Ordered that the order is modified, on the law, without costs, by reversing so much thereof as provided that the legal fee payable to defendant Wiggins & Kopko, LLP is to be determined on a quantum meruit basis; matter remitted to the Supreme Court for determination of the fee in accordance with this Court’s decision; and, as so modified, affirmed.

. In November 2011, Supreme Court found that this partnership subsumed several predecessor law firms, including Wiggins & Masson, and is thus bound by the October 2004 retainer agreement.
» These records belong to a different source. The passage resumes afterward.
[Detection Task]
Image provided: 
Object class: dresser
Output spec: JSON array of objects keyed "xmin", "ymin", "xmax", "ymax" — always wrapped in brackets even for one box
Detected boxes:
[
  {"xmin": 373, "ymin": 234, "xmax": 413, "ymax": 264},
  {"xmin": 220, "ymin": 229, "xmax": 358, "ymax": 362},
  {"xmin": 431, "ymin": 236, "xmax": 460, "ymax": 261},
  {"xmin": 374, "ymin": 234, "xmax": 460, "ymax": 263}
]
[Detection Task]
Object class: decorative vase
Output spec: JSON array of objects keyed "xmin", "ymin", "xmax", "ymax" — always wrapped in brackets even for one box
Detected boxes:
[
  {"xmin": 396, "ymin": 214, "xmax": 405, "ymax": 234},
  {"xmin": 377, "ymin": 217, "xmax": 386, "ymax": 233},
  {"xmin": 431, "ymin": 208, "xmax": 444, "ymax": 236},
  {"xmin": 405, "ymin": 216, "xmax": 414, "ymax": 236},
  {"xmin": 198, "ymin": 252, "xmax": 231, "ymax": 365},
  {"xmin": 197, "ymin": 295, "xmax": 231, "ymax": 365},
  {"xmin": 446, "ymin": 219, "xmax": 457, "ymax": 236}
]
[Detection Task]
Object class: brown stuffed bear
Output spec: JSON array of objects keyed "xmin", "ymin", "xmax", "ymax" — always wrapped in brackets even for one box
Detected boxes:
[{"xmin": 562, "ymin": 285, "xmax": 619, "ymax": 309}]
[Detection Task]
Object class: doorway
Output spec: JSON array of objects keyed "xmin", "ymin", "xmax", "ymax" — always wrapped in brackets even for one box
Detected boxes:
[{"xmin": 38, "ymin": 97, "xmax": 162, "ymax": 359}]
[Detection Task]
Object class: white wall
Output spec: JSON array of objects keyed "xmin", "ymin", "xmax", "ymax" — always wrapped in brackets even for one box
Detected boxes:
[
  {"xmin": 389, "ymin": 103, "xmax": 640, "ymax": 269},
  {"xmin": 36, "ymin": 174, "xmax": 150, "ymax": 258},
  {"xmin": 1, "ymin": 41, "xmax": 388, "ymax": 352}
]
An appeal from that determination is pending.

. By its terms, the notice of appeal was filed on behalf of both Kopko and the partnership, although plaintiff obtained the ruling on the partnership’s behalf via a prior Supreme Court order that he had standing to act derivatively *1134for the partnership. Given the confusion in the record on this point, we refer—except where necessary—to plaintiff and Kopko in their individual capacities without regard to whether they also claim to act for the partnership.

. Kopko concedes in his appellate brief that plaintiff “was never the attorney of record.”